When your lifeline is a cancer-causing mutation
When you learn you have cancer, not much can top the shock. Except maybe learning that its survival rate is two percent.
That double whammy struck Scott Nelson in 2004, when an ultrasound scan picked up a large tumor on his pancreas. His only chance of survival lay in getting it to shrink enough to be surgically removed.
After his diagnosis in Hudson, Wisconsin, Nelson found his way to M Health Fairview hematologist and oncologist Edward Greeno, who is now medical director of the M Health Fairview Masonic Cancer Clinic. Greeno was spearheading a clinical trial of an intensive chemotherapy regimen to shrink the tumor.
And it did. In just a few months Nelson’s cancer, which was due to the notorious BRCA2 cancer gene, shrank enough to be removed. He benefited from a then-unknown link between BRCA2-caused cancers and a chemotherapy drug that was particularly effective against such tumors and happened to be part of the clinical trial.
His experience prompted his seven siblings, five of whom are confirmed to have the BRCA2 mutation, to get genetic testing and regular screenings. So far, eight family members with the mutation have had early cancers stopped in their tracks.

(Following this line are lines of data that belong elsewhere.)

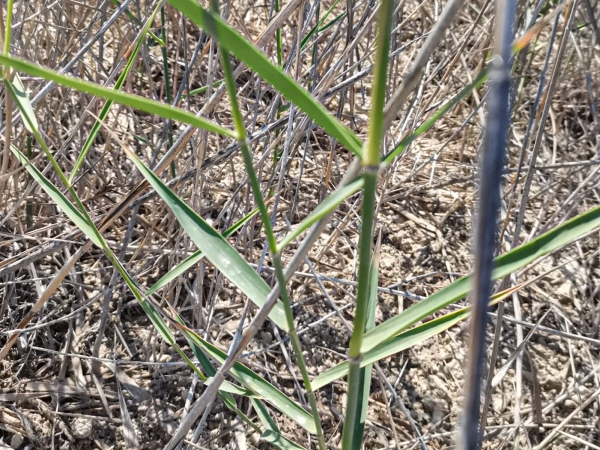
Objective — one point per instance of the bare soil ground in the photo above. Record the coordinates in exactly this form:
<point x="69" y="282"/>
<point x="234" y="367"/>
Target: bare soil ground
<point x="91" y="359"/>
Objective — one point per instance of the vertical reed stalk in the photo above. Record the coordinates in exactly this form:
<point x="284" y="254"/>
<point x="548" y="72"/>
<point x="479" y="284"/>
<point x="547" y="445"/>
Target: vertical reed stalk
<point x="240" y="129"/>
<point x="370" y="161"/>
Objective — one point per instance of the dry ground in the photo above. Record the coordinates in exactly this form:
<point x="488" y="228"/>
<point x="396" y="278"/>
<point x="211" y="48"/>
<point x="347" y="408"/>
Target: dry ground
<point x="92" y="345"/>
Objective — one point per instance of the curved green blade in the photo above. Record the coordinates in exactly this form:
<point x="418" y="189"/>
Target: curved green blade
<point x="257" y="61"/>
<point x="134" y="101"/>
<point x="214" y="246"/>
<point x="505" y="265"/>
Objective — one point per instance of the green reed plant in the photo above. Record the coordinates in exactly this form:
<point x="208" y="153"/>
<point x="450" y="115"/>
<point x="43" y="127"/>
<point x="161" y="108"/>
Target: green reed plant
<point x="369" y="342"/>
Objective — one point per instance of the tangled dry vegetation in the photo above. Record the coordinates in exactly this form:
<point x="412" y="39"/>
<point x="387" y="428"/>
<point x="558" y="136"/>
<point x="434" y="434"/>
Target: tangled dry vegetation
<point x="91" y="368"/>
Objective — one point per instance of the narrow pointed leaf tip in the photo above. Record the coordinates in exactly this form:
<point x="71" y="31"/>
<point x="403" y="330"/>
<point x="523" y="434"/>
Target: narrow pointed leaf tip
<point x="234" y="43"/>
<point x="214" y="246"/>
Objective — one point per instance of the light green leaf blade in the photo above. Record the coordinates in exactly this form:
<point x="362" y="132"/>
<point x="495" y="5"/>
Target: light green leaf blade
<point x="314" y="29"/>
<point x="216" y="248"/>
<point x="108" y="105"/>
<point x="391" y="347"/>
<point x="89" y="230"/>
<point x="264" y="416"/>
<point x="23" y="96"/>
<point x="257" y="61"/>
<point x="278" y="441"/>
<point x="256" y="383"/>
<point x="61" y="201"/>
<point x="195" y="257"/>
<point x="134" y="101"/>
<point x="504" y="265"/>
<point x="324" y="208"/>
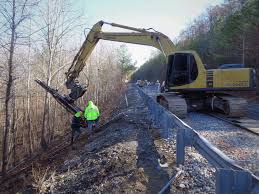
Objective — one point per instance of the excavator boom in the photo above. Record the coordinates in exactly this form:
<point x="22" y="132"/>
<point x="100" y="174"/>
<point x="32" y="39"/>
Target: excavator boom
<point x="140" y="36"/>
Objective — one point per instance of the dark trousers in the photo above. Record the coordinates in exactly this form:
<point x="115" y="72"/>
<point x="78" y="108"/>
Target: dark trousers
<point x="75" y="133"/>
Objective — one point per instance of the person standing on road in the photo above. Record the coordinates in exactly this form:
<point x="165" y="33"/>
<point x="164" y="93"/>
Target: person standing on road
<point x="157" y="86"/>
<point x="92" y="115"/>
<point x="76" y="123"/>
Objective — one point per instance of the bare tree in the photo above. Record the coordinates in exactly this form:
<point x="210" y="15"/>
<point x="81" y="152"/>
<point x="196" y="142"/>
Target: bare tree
<point x="14" y="13"/>
<point x="58" y="25"/>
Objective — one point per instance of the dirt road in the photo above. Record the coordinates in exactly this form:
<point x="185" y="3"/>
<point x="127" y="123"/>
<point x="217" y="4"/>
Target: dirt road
<point x="122" y="158"/>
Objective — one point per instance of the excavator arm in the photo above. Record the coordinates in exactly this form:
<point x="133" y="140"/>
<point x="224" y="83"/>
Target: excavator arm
<point x="139" y="36"/>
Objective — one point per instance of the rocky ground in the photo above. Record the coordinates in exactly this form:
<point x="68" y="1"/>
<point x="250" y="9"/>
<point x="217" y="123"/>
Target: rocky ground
<point x="237" y="143"/>
<point x="128" y="155"/>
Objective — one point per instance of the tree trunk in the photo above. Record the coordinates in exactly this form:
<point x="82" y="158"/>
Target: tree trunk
<point x="8" y="94"/>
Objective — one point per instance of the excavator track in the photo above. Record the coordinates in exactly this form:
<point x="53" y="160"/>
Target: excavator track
<point x="231" y="106"/>
<point x="174" y="103"/>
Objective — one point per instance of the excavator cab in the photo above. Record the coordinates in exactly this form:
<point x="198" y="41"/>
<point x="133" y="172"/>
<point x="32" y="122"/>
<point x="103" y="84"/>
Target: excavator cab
<point x="182" y="69"/>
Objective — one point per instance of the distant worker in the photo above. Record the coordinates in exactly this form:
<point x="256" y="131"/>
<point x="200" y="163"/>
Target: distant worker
<point x="158" y="86"/>
<point x="92" y="115"/>
<point x="76" y="124"/>
<point x="162" y="87"/>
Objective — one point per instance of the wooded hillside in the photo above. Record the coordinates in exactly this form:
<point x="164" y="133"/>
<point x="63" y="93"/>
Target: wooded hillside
<point x="227" y="33"/>
<point x="39" y="39"/>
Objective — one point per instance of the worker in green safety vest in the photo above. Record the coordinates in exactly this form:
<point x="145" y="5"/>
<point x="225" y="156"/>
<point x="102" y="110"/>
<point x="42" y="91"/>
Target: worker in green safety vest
<point x="92" y="115"/>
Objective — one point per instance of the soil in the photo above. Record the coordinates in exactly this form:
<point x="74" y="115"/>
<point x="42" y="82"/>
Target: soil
<point x="122" y="157"/>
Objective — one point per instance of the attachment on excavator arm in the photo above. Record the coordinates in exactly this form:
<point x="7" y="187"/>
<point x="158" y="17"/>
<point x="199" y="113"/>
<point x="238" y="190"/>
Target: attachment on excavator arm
<point x="64" y="101"/>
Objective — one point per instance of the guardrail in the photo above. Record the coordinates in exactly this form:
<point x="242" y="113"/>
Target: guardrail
<point x="230" y="178"/>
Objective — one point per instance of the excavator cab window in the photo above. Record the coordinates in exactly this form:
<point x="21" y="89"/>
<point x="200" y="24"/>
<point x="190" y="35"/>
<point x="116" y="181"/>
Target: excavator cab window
<point x="182" y="69"/>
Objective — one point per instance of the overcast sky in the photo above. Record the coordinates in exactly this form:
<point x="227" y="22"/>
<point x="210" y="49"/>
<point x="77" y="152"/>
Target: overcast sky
<point x="166" y="16"/>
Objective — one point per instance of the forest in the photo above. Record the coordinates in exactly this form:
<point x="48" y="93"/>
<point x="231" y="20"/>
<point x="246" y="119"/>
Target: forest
<point x="223" y="34"/>
<point x="39" y="40"/>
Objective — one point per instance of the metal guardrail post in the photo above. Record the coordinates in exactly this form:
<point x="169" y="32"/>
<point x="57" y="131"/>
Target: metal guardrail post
<point x="230" y="181"/>
<point x="184" y="137"/>
<point x="230" y="178"/>
<point x="180" y="147"/>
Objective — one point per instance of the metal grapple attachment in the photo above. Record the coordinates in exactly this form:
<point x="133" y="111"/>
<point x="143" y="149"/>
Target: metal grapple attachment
<point x="61" y="99"/>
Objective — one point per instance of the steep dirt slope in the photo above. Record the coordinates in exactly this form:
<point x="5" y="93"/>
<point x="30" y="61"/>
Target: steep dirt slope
<point x="122" y="158"/>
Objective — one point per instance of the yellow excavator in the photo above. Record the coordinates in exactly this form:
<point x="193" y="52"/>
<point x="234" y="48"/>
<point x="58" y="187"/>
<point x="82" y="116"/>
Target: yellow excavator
<point x="189" y="85"/>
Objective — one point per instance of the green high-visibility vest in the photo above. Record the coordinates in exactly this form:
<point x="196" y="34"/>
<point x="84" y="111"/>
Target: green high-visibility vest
<point x="91" y="112"/>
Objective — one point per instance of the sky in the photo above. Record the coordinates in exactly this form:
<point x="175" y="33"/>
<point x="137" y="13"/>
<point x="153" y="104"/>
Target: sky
<point x="167" y="16"/>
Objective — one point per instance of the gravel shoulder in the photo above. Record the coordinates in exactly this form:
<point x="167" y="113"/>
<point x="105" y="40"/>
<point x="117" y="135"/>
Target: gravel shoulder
<point x="237" y="143"/>
<point x="121" y="158"/>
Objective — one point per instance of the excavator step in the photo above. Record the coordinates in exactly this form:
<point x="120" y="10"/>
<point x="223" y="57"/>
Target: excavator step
<point x="61" y="99"/>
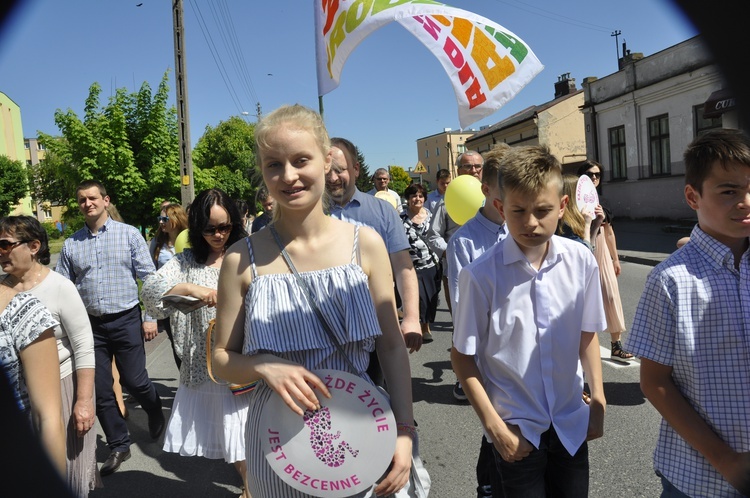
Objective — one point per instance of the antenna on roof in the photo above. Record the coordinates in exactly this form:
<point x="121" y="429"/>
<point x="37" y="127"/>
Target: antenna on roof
<point x="616" y="33"/>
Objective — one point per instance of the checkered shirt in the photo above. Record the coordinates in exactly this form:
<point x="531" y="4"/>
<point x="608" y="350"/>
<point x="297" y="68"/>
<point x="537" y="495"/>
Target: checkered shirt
<point x="105" y="266"/>
<point x="694" y="315"/>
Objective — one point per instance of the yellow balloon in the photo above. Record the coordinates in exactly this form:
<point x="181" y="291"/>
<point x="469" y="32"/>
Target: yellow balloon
<point x="384" y="195"/>
<point x="181" y="242"/>
<point x="463" y="198"/>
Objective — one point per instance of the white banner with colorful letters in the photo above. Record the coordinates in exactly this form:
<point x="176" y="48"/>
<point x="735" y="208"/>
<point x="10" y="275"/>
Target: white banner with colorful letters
<point x="486" y="63"/>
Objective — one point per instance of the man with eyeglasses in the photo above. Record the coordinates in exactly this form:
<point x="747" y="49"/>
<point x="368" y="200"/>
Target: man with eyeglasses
<point x="104" y="259"/>
<point x="381" y="179"/>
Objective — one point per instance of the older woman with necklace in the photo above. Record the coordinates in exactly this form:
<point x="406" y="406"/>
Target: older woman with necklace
<point x="416" y="220"/>
<point x="25" y="265"/>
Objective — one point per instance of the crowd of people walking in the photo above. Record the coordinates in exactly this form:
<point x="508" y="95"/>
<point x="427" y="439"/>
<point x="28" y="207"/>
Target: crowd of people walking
<point x="327" y="278"/>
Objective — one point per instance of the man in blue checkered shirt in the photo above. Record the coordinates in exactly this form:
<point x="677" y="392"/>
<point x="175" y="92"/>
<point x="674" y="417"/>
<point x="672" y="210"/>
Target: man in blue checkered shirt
<point x="104" y="259"/>
<point x="692" y="330"/>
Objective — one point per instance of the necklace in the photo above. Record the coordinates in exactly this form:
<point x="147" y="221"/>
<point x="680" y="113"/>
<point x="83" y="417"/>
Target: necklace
<point x="24" y="285"/>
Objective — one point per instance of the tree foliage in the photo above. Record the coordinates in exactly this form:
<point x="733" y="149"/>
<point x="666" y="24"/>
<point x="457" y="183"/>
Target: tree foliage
<point x="130" y="145"/>
<point x="364" y="181"/>
<point x="13" y="184"/>
<point x="400" y="179"/>
<point x="225" y="159"/>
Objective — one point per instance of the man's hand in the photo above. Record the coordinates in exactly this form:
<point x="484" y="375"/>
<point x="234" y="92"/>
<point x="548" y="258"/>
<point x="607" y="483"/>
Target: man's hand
<point x="150" y="330"/>
<point x="412" y="333"/>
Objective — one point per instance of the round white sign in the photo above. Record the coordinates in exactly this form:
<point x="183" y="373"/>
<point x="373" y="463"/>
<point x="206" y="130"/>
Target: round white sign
<point x="586" y="196"/>
<point x="337" y="451"/>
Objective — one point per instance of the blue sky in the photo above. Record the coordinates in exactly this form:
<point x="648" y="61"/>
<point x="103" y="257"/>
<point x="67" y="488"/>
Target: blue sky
<point x="392" y="91"/>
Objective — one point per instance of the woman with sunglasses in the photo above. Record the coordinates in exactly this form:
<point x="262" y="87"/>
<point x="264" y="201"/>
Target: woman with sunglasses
<point x="207" y="419"/>
<point x="605" y="251"/>
<point x="24" y="256"/>
<point x="172" y="220"/>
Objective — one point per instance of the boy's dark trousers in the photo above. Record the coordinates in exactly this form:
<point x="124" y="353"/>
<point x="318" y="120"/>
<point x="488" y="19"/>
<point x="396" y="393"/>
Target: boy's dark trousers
<point x="549" y="471"/>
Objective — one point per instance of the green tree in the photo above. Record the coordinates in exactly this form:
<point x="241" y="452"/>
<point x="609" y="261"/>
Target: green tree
<point x="13" y="184"/>
<point x="364" y="182"/>
<point x="400" y="179"/>
<point x="130" y="145"/>
<point x="225" y="157"/>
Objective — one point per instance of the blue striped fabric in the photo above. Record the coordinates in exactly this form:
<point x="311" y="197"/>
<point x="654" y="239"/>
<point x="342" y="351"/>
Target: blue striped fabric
<point x="279" y="320"/>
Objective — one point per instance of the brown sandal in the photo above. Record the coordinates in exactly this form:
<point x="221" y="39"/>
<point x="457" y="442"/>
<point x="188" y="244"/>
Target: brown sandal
<point x="619" y="354"/>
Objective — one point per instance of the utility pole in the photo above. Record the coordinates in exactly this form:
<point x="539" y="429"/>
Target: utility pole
<point x="187" y="185"/>
<point x="616" y="33"/>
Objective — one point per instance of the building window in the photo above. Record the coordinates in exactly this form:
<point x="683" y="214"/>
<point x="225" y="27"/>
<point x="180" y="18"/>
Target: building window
<point x="658" y="138"/>
<point x="703" y="124"/>
<point x="617" y="153"/>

This year (2023) Nelson is taking part in a clinical trial that tests the ability of drugs called PARP inhibitors to shrink prostate cancers.
“We have very good evidence from other clinical trials that PARP inhibitors work extremely well in patients that have BRCA2 mutations,” says M Health Fairview oncologist and trial leader Emmanuel Antonarakis. “Had Scott not had the BRCA2 mutation, there literally would have been no other [presurgery] options for him.
“So in a paradoxical way, the BRCA2 mutation, which on the one hand may have caused his prostate cancer, was also his saving grace.”
In March Nelson’s prostate tumor had shrunk enough to be successfully removed.